Frontiers in Plant Science (Feb 2019)
Live Single-Cell Metabolomics With Matrix-Free Laser/Desorption Ionization Mass Spectrometry to Address Microalgal Physiology
Abstract
Unicellular phototrophic algae can form massive blooms with up to millions of individual cells per milliliter in freshwater and marine ecosystems. Despite the temporal dominance of bloom formers many algal species can co-exist and compete for nutrients and space, creating a complex and diverse community. While microscopy and single cell genomics can address the taxonomic inventory, the cellular metabolome has yet to be thoroughly explored to determine the physiological status of microalgae. This might, however, provide a key to understand the observed species diversity in the homogeneous environment. Here, we introduce an effective, rapid and versatile method to analyze living single cells from aqueous substrata with laser-desorption/ionization mass spectrometry (LDI-MS) using a simple and inexpensive matrix-free support. The cells deposited on a cultivation-medium wetted support are analyzed with minimal disturbance as they remain in their natural viable state until their disruption during LDI-MS. Metabolites desorbed from single cells are analyzed on High-Resolution Mass Spectrometry (HR-MS) using the Orbitrap FT-MS technology to fingerprint cellular chemistry. This live single-cell mass spectrometry (LSC-MS) allows assessing the physiological status and strain-specifics of different microalgae, including marine diatoms and freshwater chlorophytes, at the single-cell level.
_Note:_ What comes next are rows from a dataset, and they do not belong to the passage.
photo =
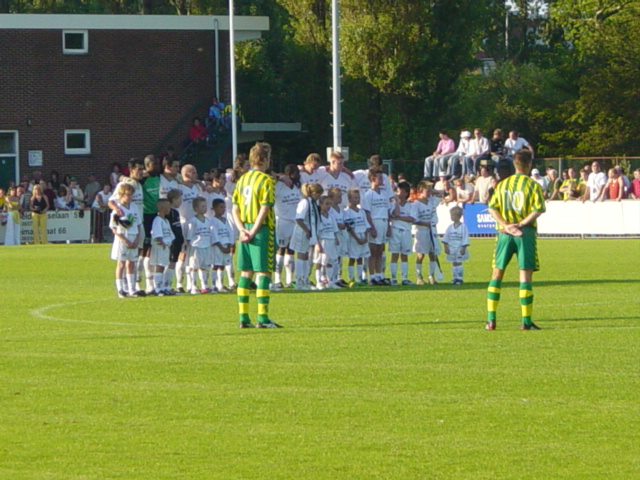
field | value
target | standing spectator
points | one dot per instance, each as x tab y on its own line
483	183
479	149
595	183
39	206
91	190
614	188
515	143
445	147
99	210
635	185
14	210
516	224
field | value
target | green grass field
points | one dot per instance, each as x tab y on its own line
385	383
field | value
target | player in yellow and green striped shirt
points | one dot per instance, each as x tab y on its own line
253	200
515	205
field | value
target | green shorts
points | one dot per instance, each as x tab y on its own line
524	247
258	255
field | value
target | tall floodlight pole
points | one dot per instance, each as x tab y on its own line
337	108
232	67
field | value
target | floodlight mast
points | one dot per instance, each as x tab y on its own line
232	68
335	58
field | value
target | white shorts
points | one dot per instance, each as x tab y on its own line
220	259
356	250
284	231
159	256
400	241
299	242
422	242
199	258
342	250
121	253
455	257
329	253
381	225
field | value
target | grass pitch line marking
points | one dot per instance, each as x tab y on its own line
41	314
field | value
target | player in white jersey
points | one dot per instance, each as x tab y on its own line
357	227
335	195
456	245
376	204
136	175
161	239
199	245
326	253
424	229
126	225
400	242
222	240
305	232
287	200
335	177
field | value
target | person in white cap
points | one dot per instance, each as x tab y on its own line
449	164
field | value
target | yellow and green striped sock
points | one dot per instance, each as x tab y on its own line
526	302
244	285
263	296
493	298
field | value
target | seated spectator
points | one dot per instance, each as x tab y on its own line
484	182
569	188
634	192
553	187
535	176
445	147
614	188
464	191
479	149
595	183
91	190
451	164
444	189
197	133
515	143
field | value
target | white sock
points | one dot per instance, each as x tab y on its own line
168	278
158	279
278	271
288	268
432	267
404	270
179	273
131	280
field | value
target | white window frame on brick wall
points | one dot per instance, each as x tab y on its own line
77	151
75	51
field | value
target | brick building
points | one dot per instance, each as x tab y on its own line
79	92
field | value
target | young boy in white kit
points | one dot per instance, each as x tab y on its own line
376	205
425	241
199	246
222	244
127	233
357	227
400	242
162	238
456	245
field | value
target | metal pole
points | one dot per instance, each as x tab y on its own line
337	108
232	67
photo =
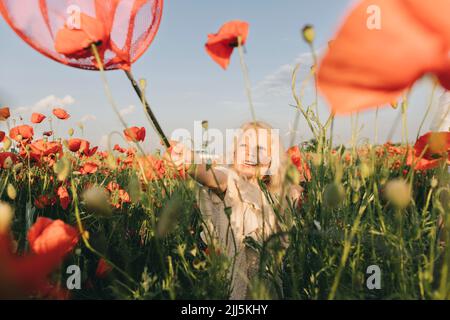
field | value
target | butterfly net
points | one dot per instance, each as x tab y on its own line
64	30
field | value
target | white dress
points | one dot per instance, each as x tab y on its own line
251	215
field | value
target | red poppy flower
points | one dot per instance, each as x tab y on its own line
42	201
61	114
296	158
52	236
153	167
89	168
430	151
74	144
7	155
64	198
75	42
24	131
22	276
37	117
103	269
119	149
42	148
366	68
91	152
134	134
4	113
220	46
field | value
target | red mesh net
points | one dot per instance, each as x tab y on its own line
64	30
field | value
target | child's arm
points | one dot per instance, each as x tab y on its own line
180	157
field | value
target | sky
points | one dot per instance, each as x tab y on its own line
185	85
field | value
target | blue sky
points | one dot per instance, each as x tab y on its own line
184	84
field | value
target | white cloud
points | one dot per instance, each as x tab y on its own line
441	121
278	83
88	117
46	104
127	111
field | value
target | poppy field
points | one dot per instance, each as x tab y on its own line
81	222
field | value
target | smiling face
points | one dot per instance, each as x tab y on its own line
253	153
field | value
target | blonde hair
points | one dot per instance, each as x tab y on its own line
277	169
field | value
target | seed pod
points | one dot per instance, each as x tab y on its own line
309	34
6	216
398	193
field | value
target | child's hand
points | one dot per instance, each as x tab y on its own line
178	156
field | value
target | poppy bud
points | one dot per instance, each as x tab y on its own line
11	191
333	195
97	202
143	84
293	175
7	163
6	144
63	168
434	182
366	170
6	216
309	33
398	193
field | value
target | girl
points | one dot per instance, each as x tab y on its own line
232	202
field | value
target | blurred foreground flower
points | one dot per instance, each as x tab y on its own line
61	114
430	151
220	46
412	37
134	134
24	276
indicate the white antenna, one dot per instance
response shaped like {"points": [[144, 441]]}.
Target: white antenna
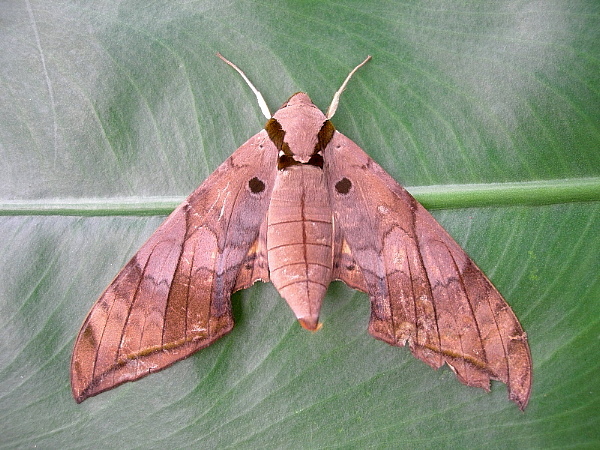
{"points": [[261, 101], [336, 97]]}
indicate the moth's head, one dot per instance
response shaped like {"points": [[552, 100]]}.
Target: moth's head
{"points": [[300, 131]]}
We further report a reliable and robust data treatment pipeline to perform multivariate statistics on the replicated LSC-MS data. Comparing single cell MS spectra from natural phytoplankton samples and from laboratory strains allows the identification and discrimination of inter and intra-specific metabolic variability and thereby has promising applications in addressing highly complex phytoplankton communities. Notably, the herein described matrix-free live-single-cell LDI-HR-MS approach enables monitoring dynamics of the plankton and might explain why key-players survive, thrive, avoid selective feeding or pathogenic virus and bacteria, while others are overcome and die.